Cogió a la soñadora muchacha del brazo y la arrastró a través de las extensas dependencias del convento hasta el ala de las mujeres.

—¿Dónde aprendisteis a hacerlo? —preguntó mientras se abrían paso tanteando a lo largo de oscuros pasillos—. Me refiero a manejar el astro…

—¿El astrolabio? —terminó María no sin cierta perplejidad—. Pues con maese Martinus, por supuesto. Él no solo tiene conocimientos de astrología, de hecho, es un importante astrónomo. Confecciona horóscopos más bien como diversión, o para ganar dinero, porque nadie paga ni un penique por calcular la trayectoria de las estrellas de manera correcta. Bien, tal vez solo cuando uno ha logrado confeccionar cartas de estrellas o algo así. Me encantaría confeccionar un atlas, quizás un catálogo de estrellas, al igual que Tolomeo. Él afirma que hay mil doscientas veinte estrellas… ¡pero hace poco descubrí una que Tolomeo no describió! Martinus opina que debo de estar equivocada, ¡pero lo demostraré! En realidad, ese es el motivo por el que salí al jardín…

Gerlin se preguntó qué aspecto tendría semejante prueba, porque María no podía meterse la estrella en el bolsillo allí, en el jardín del convento, para después sostenerla ante las narices de Martinus con aire triunfal.

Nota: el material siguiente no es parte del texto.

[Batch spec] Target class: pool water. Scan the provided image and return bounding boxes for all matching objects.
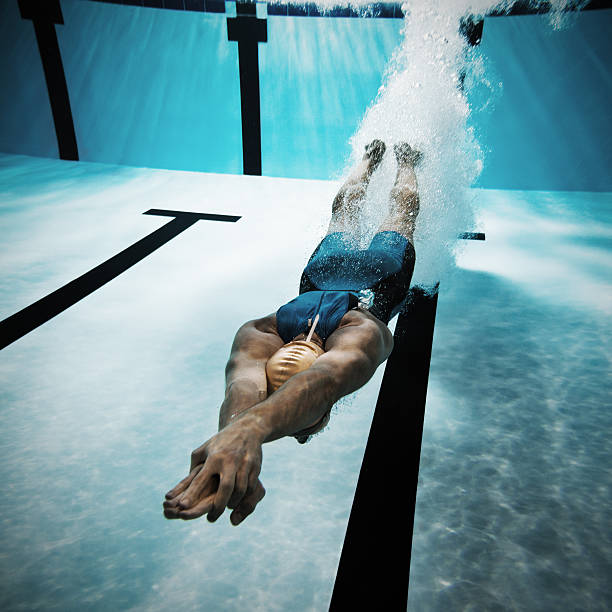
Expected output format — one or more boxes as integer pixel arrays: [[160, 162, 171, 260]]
[[0, 0, 612, 611]]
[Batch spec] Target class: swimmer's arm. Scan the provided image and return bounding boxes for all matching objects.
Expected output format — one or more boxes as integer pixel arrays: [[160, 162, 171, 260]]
[[219, 316, 283, 430], [238, 322, 392, 443]]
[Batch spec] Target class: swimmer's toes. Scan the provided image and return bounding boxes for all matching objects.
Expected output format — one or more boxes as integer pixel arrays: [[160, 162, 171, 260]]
[[393, 142, 423, 167], [364, 138, 387, 168]]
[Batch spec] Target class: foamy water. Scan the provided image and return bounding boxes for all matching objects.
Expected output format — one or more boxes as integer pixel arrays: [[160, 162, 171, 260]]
[[310, 0, 584, 287]]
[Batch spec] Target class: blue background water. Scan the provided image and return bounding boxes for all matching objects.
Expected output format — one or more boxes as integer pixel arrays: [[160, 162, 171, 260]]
[[0, 0, 612, 191], [0, 1, 612, 611]]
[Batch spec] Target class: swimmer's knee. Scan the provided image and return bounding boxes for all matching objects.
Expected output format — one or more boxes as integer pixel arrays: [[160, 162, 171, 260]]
[[390, 187, 420, 211]]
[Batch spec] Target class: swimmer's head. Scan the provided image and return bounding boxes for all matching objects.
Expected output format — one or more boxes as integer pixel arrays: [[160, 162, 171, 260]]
[[266, 336, 325, 393]]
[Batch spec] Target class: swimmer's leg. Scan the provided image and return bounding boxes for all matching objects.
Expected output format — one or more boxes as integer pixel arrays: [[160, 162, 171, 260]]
[[327, 140, 386, 234], [378, 142, 422, 242]]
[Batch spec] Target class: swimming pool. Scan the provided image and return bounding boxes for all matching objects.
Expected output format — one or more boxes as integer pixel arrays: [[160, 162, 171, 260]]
[[0, 2, 612, 610]]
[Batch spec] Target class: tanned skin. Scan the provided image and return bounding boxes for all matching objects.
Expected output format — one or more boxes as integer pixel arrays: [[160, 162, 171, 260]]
[[164, 140, 419, 525]]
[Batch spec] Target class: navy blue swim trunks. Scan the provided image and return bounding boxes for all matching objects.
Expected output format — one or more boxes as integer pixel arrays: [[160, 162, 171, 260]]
[[300, 232, 415, 325]]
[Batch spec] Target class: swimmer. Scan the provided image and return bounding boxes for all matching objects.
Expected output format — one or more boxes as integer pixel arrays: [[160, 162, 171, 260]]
[[163, 140, 421, 525]]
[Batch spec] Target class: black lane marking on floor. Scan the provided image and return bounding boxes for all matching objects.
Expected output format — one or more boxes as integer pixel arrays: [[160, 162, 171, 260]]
[[18, 0, 79, 161], [459, 232, 485, 240], [329, 287, 438, 612], [0, 208, 240, 350], [85, 0, 612, 19], [227, 2, 268, 176], [329, 232, 485, 612]]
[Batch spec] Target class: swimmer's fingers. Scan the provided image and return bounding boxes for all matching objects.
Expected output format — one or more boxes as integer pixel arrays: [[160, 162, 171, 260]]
[[227, 467, 249, 510], [206, 470, 236, 523], [177, 461, 219, 510], [230, 478, 266, 526], [166, 464, 202, 500], [176, 493, 215, 521]]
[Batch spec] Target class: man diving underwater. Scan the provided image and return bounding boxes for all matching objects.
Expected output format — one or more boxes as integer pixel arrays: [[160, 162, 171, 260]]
[[163, 140, 421, 525]]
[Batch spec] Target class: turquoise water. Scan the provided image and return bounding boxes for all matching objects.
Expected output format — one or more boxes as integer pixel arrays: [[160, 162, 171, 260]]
[[0, 1, 612, 611]]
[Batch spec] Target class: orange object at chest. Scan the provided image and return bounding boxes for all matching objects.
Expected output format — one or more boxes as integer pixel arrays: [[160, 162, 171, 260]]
[[266, 340, 325, 393]]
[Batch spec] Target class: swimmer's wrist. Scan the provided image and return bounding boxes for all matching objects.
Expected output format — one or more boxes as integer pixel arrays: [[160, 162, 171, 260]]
[[229, 410, 268, 444]]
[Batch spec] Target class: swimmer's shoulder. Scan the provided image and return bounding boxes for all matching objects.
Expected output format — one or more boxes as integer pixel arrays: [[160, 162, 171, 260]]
[[244, 312, 280, 338], [338, 308, 393, 346]]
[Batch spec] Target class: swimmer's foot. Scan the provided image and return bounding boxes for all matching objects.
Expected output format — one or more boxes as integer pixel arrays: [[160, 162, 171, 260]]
[[363, 138, 387, 173], [393, 142, 423, 168]]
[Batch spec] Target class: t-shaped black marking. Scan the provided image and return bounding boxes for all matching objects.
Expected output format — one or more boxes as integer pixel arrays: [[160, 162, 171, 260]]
[[0, 208, 240, 350]]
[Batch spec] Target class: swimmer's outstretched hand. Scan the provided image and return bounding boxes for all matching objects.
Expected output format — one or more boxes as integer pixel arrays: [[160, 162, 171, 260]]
[[164, 418, 266, 525]]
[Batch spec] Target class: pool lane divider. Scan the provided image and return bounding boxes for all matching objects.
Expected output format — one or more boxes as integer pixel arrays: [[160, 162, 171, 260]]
[[329, 232, 485, 612], [227, 2, 268, 176], [0, 208, 240, 350], [18, 0, 79, 161]]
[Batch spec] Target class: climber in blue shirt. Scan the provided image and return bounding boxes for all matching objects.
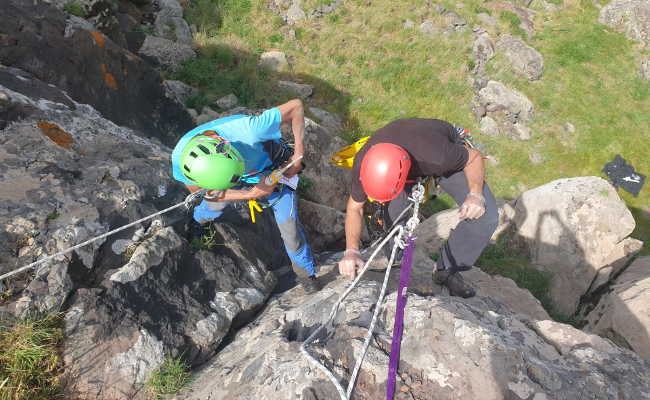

Pero no quería correr el riesgo de que le soltara otro discurso; si María seguía dictando clase quizá despertaría a Martha o, aún peor, a Dietmar. El pequeño era un niño muy tranquilo, pero si lo despertaban por las noches protestaba berreando a voz en cuello. Así que Gerlin solo se llevó el dedo a los labios y le indicó a su joven acompañante que no hiciese ruido. Ambas se inclinaron por encima de la cestita de Dietmar con una sonrisa cariñosa y echaron un último vistazo al niño dormido. Gerlin volvió a recordar el comentario mordaz de Martha: si de verdad María compartía el lecho de Martinus, tarde o temprano quedaría encinta; a lo mejor, incluso lo deseaba.

Pero, ¿cómo encajaba un niño en sus sueños acerca de las estrellas?